同样,测试 client 证书在 etcd 的服务上是否正常使用


root@cnxct:~/cfssl# curl --cacert /data/etcd/ssl/ca.pem --cert /data/etcd/ssl/client.pem --key /data/etcd/ssl/client-key.pem   -L https://etcd1.cnxct.com:2379/v2/keys/foo -XPUT -d value=bar -v
*   Trying 127.0.1.1...
* Connected to etcd1.cnxct.com (127.0.1.1) port 2379 (#0)
* found 1 certificates in /data/etcd/ssl/ca.pem
* found 692 certificates in /etc/ssl/certs
* ALPN, offering http/1.1
* SSL connection using TLS1.2 / ECDHE_RSA_AES_128_GCM_SHA256
* 	 server certificate verification OK
* 	 server certificate status verification SKIPPED
* 	 common name: server (matched)
* 	 server certificate expiration date OK
* 	 server certificate activation date OK
* 	 certificate public key: RSA
* 	 certificate version: #3
* 	 subject: CN=server
* 	 start date: Fri, 15 Sep 2017 07:08:00 GMT
* 	 expire date: Wed, 14 Sep 2022 07:08:00 GMT
* 	 issuer: CN=CA
* 	 compression: NULL
* ALPN, server did not agree to a protocol
> PUT /v2/keys/foo HTTP/1.1
> Host: etcd1.cnxct.com:2379
> User-Agent: curl/7.47.0
> Accept: */*
> Content-Length: 9
> Content-Type: application/x-www-form-urlencoded
>
* upload completely sent off: 9 out of 9 bytes
< HTTP/1.1 201 Created
< Content-Type: application/json
< X-Etcd-Cluster-Id: 965e90621e9f9f0f
< X-Etcd-Index: 4
< X-Raft-Index: 5
< X-Raft-Term: 2
< Date: Fri, 15 Sep 2017 07:52:54 GMT
< Content-Length: 88
<
{"action":"set","node":{"key":"/foo","value":"bar","modifiedIndex":4,"createdIndex":4}}
* Connection #0 to host etcd1.cnxct.com left intact

如上结果,可以看出,两个证书均正常使用。

开始在 Golang 的 client 中使用证书文件:
etcd 本身就是用 golang 语言编写的,项目托管在 etcd 的 github地址,客户端类库在client目录,以及 clientv3下,前一个适用与etcd v2的版本,后一个适用与v3的版本,在 golang 的包里,就是github.com/coreos/etcd/clientv3。
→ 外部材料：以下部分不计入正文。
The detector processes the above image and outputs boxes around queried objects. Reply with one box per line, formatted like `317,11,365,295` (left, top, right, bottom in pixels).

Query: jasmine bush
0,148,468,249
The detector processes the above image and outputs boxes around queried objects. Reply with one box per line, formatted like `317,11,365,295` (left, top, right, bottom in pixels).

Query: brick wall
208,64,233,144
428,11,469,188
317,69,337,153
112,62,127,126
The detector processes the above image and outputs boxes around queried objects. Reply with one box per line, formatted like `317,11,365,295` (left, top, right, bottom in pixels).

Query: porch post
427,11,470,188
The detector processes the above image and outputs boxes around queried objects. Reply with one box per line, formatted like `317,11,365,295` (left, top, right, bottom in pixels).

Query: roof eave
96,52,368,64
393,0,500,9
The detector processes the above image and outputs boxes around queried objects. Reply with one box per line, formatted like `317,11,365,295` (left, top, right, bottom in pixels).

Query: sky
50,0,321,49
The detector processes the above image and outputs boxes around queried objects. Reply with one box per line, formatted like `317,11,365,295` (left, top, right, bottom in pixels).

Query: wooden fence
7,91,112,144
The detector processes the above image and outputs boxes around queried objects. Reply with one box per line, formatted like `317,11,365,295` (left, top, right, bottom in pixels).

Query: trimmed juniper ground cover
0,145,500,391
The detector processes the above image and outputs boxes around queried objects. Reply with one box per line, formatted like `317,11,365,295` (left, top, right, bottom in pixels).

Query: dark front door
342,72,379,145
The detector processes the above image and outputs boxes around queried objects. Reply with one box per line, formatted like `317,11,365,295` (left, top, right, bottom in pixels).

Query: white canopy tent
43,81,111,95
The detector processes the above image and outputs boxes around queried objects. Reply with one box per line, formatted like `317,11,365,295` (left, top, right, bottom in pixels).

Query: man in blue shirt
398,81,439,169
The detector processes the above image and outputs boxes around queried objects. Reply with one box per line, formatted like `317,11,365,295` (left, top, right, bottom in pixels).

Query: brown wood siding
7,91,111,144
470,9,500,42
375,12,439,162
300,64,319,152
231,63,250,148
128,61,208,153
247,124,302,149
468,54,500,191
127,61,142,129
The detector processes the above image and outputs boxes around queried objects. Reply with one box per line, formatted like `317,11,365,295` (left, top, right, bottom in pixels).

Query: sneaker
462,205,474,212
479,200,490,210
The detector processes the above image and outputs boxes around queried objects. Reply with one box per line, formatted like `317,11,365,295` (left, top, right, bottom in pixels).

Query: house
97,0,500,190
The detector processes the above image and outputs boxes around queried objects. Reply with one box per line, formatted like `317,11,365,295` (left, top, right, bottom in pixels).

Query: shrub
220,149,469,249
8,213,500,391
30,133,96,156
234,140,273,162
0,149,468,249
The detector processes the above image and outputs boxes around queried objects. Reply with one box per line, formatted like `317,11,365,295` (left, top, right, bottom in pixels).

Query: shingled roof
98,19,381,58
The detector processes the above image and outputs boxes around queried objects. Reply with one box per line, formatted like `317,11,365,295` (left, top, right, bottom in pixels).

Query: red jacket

在我的项目中,我使用的是v3版本的客户端,使用证书,建立链接的伪代码如下

import (
	"crypto/tls"
	"crypto/x509"
	etcdclient "github.com/coreos/etcd/clientv3"
)
func NewEtcdCluster(etcdAdds []string, keyStatusPrifix, keyConfigPrifix, configDir string) (*EtcdCluster, error) {

var etcdCertPath = configDir + "/etcd/client.pem"
	var etcdCertKeyPath = configDir + "/etcd/client-key.pem"
	var etcdCaPath = configDir + "/etcd/ca.pem"

	// load cert
	cert, err := tls.LoadX509KeyPair(etcdCertPath, etcdCertKeyPath)
	if err != nil {
		return nil, err
	}

	// load root ca
	caData, err := ioutil.ReadFile(etcdCaPath)
	if err != nil {
		return nil, err
	}

	pool := x509.NewCertPool()
	pool.AppendCertsFromPEM(caData)

	_tlsConfig := &tls.Config{
		Certificates: []tls.Certificate{cert},
		RootCAs:      pool,
	}

	cfg := etcdclient.Config{
		Endpoints: etcdAdds,
		TLS:       _tlsConfig,
	}
	client, err := etcdclient.New(cfg)
	if err != nil {
		return nil, err
	}

	cluster := &EtcdCluster{
		keyStatusPrifix: keyStatusPrifix,
		keyConfigPrifix: keyConfigPrifix,
		etcdAdds:        etcdAdds,
		ticker:          time.NewTicker(time.Second * 5),
		nodes:           make(map[uint16]INodeStatus),
		kapi:            client,
	}
    return cluster, err
}

在游戏集群中,游戏服务器的节点在整个集群中是唯一的,每个节点都拥有一个唯一的节点 ID,而这个唯一 ID 在 ETCD 里的注册,需要用到CAS原子性的操作,在 V2的客户但里,是Set方法时,Options的PrevExist参数是 false 来实现。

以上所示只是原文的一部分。